- Born: Colin Frederick George Wills January 17, 1906 Toowoomba, Queensland, Australia
- Died: 1965 (aged 58–59) Westminster, London, England
- Occupations: Journalist, Poet, Broadcaster, War Correspondent, Scriptwriter, Travel Writer
- Writing career
- Period: 1920s–1960s
- Genres: Poetry, Non-fiction, War reporting, Documentary script
- Subjects: Travel, Africa, Australia, World War II

= Colin Wills =

Australian journalist, and poet

Colin Frederick George Wills (17 January 1906 – 1965) was an Australian journalist, poet, broadcaster, war correspondent, scriptwriter and travel writer.

== Background ==
Born in Toowoomba, Queensland, Wills grew up on the North Shore of Sydney. During the 1920s and 1930s he worked as a reporter for the Daily Guardian, Smith's Weekly and the Daily Telegraph.

In 1933, he published a collection of poetry with illustrations by the cartoonist "WEP" (William Pidgeon): Rhymes of Sydney.

Wills left Australia in 1939, to work as a journalist and broadcaster in Europe.

During World War II, Wills reported from front-line areas for outlets including the BBC, Chronicle and Mirror. His assignments included the North African campaign and D-Day, which Wills covered from a landing craft, as it carried Canadian soldiers to Juno Beach, in Normandy. He visited Belsen concentration camp, in north-west Germany, soon after it was liberated by Allied forces.

In mid-1945 Wills and Richard Crossman wrote the script of German Concentration Camps Factual Survey, a feature-length documentary about the Nazi concentration camps. The de facto co-directors of the film were Alfred Hitchcock (who was credited as a "treatment advisor") and Sergei Nolbandov ("production supervisor").

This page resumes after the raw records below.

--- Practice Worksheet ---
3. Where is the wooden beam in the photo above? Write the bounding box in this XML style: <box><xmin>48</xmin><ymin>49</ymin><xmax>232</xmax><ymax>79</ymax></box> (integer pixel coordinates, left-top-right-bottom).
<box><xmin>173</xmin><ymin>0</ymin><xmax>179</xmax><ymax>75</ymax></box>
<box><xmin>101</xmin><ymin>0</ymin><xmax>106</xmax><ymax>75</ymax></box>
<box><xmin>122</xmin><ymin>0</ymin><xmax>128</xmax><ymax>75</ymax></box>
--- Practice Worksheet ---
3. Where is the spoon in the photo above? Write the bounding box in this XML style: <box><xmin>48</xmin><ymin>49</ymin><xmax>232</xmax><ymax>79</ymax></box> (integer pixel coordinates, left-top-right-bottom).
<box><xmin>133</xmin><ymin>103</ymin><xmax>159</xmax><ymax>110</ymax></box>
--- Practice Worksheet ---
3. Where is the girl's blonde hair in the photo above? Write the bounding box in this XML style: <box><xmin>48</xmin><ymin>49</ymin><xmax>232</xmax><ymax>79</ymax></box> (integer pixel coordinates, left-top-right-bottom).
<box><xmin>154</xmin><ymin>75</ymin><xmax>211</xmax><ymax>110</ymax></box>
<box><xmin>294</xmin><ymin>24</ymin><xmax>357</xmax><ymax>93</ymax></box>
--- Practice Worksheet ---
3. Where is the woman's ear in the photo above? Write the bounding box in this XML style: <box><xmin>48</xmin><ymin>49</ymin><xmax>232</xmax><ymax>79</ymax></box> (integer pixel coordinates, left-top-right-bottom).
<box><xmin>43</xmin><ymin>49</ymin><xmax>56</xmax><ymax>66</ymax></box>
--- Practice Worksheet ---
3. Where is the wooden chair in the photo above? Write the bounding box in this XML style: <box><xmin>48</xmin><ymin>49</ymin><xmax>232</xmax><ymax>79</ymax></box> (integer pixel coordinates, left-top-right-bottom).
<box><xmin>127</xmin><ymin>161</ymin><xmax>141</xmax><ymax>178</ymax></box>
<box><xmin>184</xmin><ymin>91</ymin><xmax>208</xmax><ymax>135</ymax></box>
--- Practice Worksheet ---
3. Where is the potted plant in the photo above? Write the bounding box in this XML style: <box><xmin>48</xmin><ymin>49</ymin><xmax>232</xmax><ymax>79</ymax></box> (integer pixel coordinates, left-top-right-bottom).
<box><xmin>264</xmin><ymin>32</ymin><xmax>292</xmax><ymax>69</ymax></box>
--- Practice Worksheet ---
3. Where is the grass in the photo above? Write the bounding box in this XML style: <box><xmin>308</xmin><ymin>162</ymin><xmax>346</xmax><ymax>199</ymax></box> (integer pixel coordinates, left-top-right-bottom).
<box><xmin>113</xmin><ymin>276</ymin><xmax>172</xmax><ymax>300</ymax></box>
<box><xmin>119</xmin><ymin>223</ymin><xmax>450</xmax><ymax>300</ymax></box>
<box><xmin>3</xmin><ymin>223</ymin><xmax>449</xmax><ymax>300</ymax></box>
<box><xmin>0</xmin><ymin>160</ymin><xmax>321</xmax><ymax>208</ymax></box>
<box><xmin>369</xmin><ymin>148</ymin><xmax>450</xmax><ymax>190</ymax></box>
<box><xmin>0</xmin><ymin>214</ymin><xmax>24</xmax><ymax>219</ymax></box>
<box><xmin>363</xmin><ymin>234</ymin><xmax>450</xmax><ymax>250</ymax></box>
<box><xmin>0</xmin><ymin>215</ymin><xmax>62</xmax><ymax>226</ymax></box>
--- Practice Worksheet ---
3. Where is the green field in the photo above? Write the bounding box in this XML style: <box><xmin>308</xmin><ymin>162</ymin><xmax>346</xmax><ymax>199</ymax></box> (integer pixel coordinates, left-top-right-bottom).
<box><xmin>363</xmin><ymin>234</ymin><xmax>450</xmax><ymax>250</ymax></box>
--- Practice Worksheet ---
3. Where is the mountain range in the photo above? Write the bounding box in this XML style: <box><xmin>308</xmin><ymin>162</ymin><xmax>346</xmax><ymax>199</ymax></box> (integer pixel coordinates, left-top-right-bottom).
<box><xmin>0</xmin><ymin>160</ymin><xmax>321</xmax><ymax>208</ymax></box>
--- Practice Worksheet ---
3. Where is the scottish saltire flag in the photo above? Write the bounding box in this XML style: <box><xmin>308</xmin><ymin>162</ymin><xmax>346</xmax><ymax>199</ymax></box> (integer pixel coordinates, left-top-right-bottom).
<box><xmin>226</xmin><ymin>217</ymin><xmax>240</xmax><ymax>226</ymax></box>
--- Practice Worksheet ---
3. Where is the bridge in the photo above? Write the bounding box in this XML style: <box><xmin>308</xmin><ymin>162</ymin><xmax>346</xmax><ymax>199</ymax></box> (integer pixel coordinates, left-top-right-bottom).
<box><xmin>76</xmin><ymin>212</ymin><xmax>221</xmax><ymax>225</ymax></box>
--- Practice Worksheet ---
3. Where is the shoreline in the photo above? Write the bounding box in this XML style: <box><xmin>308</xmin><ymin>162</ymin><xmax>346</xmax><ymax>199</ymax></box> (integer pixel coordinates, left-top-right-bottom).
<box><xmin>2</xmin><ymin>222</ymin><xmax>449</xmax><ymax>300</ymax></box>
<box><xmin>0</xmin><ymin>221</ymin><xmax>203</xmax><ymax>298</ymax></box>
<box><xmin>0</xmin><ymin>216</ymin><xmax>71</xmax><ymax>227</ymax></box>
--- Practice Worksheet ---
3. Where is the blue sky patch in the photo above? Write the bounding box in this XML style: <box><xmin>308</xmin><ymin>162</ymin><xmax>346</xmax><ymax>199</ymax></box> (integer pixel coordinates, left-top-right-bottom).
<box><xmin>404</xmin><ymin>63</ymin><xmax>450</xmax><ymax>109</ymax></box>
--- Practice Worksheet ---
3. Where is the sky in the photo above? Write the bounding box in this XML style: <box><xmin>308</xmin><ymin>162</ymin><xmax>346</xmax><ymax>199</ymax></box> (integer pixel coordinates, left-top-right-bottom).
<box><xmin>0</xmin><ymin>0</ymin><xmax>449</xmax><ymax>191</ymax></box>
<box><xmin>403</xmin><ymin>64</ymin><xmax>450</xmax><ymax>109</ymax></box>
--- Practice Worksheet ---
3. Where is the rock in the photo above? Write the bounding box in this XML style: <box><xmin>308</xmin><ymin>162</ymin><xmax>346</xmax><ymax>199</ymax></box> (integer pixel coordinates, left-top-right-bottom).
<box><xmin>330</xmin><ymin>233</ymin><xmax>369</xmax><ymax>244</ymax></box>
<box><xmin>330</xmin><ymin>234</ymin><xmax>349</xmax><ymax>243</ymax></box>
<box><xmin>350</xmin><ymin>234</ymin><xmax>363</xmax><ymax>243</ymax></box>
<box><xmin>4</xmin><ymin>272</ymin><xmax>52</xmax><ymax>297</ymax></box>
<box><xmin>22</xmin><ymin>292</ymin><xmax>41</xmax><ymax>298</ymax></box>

Post-production was halted for political reasons after several months and the film was not completed and released until 2014.

Wills later authored three non-fiction books: White Traveller in Black Africa (1951), Who Killed Kenya? (1953) and Australian Passport (1953), all of which were published in London by Dennis Dobson Ltd. Australian Passport combined autobiography with social commentary regarding Australia.

He died at Westminster, London, in 1965.